Since then, nearly two dozen journalists and legal observers, including Courthouse News, have filed declarations in the case, memorializing the violence used against them by police.
On Wednesday, the 56th consecutive night of Portland’s civil unrest, federal police tear-gassed Portland Mayor Ted Wheeler as he stood with hundreds of activists in front of the Mark O. Hatfield Federal Courthouse.
Judge Simon on Friday granted the journalists’ motion to add the federal agencies as defendants in the case, and today he granted their motion for a temporary restraining order similar to the one the city was under before the preliminary injunction.
Attorney Matthew Borden told Judge Simon at Thursday’s hearing that federal police had mounted “incredible and despicable attacks” against journalists and legal observers. “A 70-year-old man marked ‘press’ from head to toe. Multiple attacks on a 17-year-old girl who stood far from the front. They shot Jungho Kim right in the press pass [with less lethal munitions] and Lewis Rolland a dozen times in the back when he was standing under a streetlight so police could see the big block letters saying he was press.
“These are not accidents,” Borden continued. “These are not inadvertent shots. These are trained marksmen and these are the actions of a tyrant. They do not have a place in Portland, Oregon and they do not have a place under the First Amendment. If you do not have the press reporting on events first-hand, then you only have the version put forth by the government. And that’s what you have under a totalitarian state.”
Borden brushed off arguments from Assistant U.S. Attorney Andrew Warden, claiming that the chaotic atmosphere of Portland’s protests is too “volatile and dangerous” for federal police to differentiate between journalists and protesters accused of breaking the law. He said local police have managed to abide by the same restrictions journalists are now asking of the feds for 21 days.
“It’s very workable,” Borden said. “Everybody understands who is press.”
Borden cited a Ninth Circuit case Courthouse News successfully brought against a California court system that refused to provide immediate access to court records.
“That case says, ‘if you don’t let press observe, then the news is gone,” Borden said. “And that gets to the heart of the argument: if you don’t have press observing, then you only have the government’s version of events. The First Amendment is about speaking truth to power. But it only works if people get to see what’s going on.”
And Judge Simon said that’s why the restraining order is necessary.
“Absent an injunction, the federal defendants will continue to target journalists and legal observers and require them to disperse or face force and violence by federal officers, even when the journalists and legal observers are not engaged in any harmful or illegal conduct,” Simon wrote in the order.
Warden, the government’s attorney, said at the hearing that the terms of the temporary restraining order were “an extraordinary request” that was “impracticable and unworkable,” even though he admitted that there was zero evidence that any journalist or legal observer had broken any laws at the protests.

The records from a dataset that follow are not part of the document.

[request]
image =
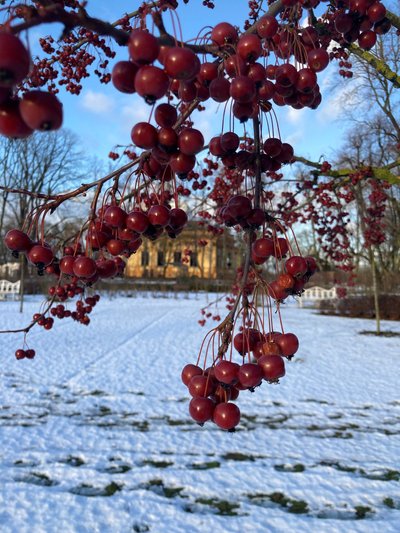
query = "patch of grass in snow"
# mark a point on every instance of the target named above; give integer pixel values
(279, 498)
(23, 464)
(156, 464)
(96, 392)
(290, 468)
(90, 491)
(141, 425)
(389, 502)
(363, 511)
(39, 479)
(386, 475)
(172, 422)
(116, 469)
(381, 334)
(72, 460)
(237, 456)
(222, 507)
(208, 465)
(313, 400)
(157, 486)
(338, 466)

Warden asked for a preliminary injunction that his office could appeal.
“In a chaotic circumstance where public safety is threatened, law enforcement officials shouldn’t have to segregate individuals,” Warden said. “The government respects the First Amendment right to protest, and the media’s right to cover that protest. But when public safety and federal property is threatened by the violence of opportunists, federal law enforcement has the right to disperse them and the media is not exempt from that request.”
The Justice Department Inspector General announced Thursday that it will investigate the use of force and chemical agents like tear gas and pepper bullets by federal police in Portland. The federal police there wear vague forms of identification with small insignias that are difficult to see at night, when the protests happen. The Inspector General said it will look into whether that practice is legal.
Judge Simon said in his order allowing federal law enforcement to be added as defendants in the case that the case raised legal questions that should be answered by both the city and the federal government.
“Will press scrutiny play a significant positive role in ensuring that police and federal conduct remains consistent with the constitution?” Simon asked in his order. “Does using force against members of the media and legal observers chill their expressive conduct? Do Plaintiffs have alternative observation opportunities to remaining at the scene where police and federal agents are using violent force against the people?”